第7話 事故
「うわっ」
子どもが飛び出してきた。急ブレーキを踏む。キキーッと嫌な音が響いた。
俺は車を運転中だった。ハンドルを必死で右に切った。電柱にぶつかる。ドンッと大きな音が二回して車が止まった。
心臓がどくどくと音をたてる。
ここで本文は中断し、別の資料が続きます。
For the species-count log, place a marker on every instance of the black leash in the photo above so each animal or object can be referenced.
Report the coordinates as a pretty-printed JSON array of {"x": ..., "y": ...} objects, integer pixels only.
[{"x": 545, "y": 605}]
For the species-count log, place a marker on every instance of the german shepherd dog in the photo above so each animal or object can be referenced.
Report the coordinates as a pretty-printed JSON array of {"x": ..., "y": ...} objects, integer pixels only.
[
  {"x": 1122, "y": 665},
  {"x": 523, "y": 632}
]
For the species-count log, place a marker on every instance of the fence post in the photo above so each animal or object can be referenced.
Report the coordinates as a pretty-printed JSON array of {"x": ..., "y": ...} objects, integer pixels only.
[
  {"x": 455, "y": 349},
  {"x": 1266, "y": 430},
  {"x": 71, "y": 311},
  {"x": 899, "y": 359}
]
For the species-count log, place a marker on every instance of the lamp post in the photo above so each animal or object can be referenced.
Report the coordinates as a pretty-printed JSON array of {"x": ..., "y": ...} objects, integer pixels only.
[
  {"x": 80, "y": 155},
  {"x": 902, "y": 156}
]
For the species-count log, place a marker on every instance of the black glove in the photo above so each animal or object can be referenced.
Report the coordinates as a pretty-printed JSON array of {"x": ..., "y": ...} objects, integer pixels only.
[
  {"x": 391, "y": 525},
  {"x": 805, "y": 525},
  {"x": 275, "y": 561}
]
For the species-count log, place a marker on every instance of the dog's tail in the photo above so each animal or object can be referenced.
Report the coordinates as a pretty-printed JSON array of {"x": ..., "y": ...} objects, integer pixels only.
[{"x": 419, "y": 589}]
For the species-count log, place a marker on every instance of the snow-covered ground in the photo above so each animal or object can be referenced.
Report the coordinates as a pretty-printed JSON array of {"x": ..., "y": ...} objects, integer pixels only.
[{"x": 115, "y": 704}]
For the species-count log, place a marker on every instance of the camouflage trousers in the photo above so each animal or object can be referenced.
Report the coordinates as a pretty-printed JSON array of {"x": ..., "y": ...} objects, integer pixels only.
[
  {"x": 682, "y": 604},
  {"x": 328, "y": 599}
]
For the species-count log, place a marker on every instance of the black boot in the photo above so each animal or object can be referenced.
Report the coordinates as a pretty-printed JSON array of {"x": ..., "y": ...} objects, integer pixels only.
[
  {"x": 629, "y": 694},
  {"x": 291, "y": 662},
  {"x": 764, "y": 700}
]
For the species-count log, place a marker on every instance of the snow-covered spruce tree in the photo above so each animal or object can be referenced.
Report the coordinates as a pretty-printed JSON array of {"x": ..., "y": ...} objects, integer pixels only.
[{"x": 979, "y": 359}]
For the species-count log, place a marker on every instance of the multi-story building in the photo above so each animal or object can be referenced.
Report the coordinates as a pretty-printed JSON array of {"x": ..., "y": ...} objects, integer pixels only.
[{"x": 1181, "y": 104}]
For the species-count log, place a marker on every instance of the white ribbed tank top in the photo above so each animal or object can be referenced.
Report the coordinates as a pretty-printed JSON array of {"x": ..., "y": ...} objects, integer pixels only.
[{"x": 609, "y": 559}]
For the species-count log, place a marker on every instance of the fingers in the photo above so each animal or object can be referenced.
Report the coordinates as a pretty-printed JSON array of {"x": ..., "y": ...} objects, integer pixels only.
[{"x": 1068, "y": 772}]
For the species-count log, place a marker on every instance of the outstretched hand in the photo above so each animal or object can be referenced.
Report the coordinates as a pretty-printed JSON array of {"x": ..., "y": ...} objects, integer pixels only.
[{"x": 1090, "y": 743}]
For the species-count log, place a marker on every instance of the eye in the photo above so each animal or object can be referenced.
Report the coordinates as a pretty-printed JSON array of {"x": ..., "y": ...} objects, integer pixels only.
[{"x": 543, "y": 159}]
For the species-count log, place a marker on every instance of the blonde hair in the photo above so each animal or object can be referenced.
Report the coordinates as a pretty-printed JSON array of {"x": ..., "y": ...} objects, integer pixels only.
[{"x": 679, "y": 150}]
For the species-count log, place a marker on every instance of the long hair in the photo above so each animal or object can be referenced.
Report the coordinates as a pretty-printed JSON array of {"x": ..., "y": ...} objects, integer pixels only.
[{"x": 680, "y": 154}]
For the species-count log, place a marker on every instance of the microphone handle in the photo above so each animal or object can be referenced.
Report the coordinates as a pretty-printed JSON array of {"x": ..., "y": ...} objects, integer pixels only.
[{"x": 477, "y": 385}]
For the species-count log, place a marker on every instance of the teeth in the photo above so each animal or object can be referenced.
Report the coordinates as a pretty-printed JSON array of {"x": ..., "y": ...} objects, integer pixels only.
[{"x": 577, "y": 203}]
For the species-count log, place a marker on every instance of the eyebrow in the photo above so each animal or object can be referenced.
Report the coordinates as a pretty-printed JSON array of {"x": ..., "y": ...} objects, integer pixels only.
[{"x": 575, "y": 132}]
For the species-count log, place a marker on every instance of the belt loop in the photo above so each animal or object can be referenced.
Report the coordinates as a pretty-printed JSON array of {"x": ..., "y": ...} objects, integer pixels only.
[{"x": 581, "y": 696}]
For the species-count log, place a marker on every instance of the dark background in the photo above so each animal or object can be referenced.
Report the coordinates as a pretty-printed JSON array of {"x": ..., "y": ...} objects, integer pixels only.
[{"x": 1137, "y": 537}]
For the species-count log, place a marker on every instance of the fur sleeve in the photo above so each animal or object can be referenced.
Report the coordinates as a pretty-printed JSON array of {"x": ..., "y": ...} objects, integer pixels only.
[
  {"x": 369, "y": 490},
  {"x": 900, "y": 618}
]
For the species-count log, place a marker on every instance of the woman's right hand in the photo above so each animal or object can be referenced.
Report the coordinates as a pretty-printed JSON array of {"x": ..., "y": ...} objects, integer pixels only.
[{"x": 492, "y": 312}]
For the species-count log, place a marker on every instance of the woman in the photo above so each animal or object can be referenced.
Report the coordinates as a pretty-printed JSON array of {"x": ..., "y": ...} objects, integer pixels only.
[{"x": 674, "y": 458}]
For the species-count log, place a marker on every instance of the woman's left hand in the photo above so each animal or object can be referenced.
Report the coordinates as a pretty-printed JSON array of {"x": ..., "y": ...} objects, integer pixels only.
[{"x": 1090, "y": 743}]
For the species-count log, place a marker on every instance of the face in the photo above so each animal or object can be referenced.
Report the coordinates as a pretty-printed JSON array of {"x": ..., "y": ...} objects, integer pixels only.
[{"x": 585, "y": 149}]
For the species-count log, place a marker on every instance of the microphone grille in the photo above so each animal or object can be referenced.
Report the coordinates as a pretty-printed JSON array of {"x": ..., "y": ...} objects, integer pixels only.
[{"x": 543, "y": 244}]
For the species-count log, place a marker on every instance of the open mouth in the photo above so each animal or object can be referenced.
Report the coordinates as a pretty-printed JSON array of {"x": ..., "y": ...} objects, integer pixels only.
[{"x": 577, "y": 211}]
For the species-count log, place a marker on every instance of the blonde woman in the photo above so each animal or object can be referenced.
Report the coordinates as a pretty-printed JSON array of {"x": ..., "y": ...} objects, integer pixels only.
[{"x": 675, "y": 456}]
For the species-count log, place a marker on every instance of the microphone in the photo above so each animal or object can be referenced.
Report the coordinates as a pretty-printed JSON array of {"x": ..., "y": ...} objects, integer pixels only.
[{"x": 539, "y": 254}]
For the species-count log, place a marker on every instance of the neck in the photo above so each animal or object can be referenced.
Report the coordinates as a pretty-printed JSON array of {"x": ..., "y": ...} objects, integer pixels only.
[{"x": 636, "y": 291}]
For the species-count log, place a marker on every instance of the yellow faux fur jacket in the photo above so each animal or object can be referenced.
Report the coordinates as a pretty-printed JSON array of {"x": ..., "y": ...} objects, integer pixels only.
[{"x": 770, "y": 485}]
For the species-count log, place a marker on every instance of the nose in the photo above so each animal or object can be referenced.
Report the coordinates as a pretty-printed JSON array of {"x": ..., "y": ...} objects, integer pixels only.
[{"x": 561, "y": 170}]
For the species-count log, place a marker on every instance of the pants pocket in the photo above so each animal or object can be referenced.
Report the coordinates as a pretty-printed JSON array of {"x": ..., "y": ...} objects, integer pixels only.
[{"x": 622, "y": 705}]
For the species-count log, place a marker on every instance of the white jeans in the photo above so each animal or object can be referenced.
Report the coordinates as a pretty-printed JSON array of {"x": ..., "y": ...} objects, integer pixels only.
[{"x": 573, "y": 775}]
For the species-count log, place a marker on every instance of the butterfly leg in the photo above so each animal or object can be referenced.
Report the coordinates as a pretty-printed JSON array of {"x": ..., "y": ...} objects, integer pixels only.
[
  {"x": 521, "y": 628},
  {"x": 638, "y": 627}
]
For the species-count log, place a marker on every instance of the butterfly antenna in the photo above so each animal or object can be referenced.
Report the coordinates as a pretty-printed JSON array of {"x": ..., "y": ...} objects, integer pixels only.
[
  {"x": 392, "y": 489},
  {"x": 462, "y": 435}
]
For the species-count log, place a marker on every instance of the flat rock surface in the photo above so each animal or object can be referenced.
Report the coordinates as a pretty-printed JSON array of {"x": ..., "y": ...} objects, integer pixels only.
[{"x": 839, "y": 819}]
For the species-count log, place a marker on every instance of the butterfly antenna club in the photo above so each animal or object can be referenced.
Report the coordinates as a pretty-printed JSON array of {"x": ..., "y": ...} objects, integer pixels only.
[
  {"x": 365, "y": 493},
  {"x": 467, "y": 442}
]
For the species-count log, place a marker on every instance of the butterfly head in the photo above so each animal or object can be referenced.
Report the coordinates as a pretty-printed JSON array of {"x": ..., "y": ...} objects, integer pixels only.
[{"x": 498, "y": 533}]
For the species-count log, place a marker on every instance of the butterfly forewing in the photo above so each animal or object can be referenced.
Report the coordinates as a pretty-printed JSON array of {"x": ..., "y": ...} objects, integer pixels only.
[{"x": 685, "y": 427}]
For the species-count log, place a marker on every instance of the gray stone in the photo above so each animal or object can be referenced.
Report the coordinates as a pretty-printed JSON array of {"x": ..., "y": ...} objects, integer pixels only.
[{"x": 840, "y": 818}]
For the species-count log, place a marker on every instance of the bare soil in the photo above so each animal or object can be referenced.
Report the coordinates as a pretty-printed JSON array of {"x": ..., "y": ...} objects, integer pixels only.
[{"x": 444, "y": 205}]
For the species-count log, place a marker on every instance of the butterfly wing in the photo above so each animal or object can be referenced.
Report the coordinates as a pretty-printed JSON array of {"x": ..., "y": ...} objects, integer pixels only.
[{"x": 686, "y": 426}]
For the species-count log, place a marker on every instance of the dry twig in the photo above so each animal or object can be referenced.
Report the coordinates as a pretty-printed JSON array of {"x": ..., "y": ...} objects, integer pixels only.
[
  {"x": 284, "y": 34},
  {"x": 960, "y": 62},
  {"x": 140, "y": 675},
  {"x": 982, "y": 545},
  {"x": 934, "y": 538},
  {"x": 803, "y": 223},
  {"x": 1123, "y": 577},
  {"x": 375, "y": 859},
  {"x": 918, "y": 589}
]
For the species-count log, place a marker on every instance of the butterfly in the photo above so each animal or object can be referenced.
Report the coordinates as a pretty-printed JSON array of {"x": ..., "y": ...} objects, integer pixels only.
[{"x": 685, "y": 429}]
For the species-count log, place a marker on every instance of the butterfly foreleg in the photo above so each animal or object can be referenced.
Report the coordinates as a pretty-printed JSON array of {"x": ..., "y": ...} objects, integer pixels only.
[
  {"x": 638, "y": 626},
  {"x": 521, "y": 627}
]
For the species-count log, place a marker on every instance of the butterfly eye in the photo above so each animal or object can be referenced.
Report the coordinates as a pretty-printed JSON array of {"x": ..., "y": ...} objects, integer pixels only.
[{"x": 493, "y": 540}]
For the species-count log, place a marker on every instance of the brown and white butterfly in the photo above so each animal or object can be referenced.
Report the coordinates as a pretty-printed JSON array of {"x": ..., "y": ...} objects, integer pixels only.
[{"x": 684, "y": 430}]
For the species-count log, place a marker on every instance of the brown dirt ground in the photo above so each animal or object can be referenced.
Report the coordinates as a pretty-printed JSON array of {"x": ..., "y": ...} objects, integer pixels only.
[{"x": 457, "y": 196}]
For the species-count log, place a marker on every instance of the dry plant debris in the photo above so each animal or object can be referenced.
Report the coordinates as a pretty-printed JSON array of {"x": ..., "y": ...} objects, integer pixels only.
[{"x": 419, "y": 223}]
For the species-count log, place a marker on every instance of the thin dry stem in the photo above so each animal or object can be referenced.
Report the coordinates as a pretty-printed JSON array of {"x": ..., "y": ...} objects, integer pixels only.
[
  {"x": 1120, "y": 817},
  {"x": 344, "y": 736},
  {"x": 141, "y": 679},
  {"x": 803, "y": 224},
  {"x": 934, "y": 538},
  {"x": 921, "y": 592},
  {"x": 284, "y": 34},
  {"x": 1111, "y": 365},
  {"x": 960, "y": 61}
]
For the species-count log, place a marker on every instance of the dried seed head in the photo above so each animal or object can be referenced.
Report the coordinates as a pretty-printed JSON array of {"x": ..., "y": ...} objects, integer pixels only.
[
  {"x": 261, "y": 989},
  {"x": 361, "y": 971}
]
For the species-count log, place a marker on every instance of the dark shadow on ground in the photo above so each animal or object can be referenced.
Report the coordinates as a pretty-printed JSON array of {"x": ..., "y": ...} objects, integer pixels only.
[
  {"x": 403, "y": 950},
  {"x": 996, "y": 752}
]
俺は肩で息をしていた。
一度目は人にぶつかった音、二度目が電柱にぶつかった音だ。
人にぶつかった。女だった。車にぶつかった衝撃で、女は民家の塀にバウンドしていた。宙に浮いたシルエットが甦る。
人身事故、補償、被害者と加害者。社会的名誉、家族、様々な単語が飛び交う。
だめだ、まずは負傷者の救護だ。俺の罪はあとから考えればいい。
最悪なのは負傷者の救護を怠り救助が遅れることだ。
ぶつかった音を聞いて民家から人が出てきた。急がないとひき逃げだと思われたら厄介だ。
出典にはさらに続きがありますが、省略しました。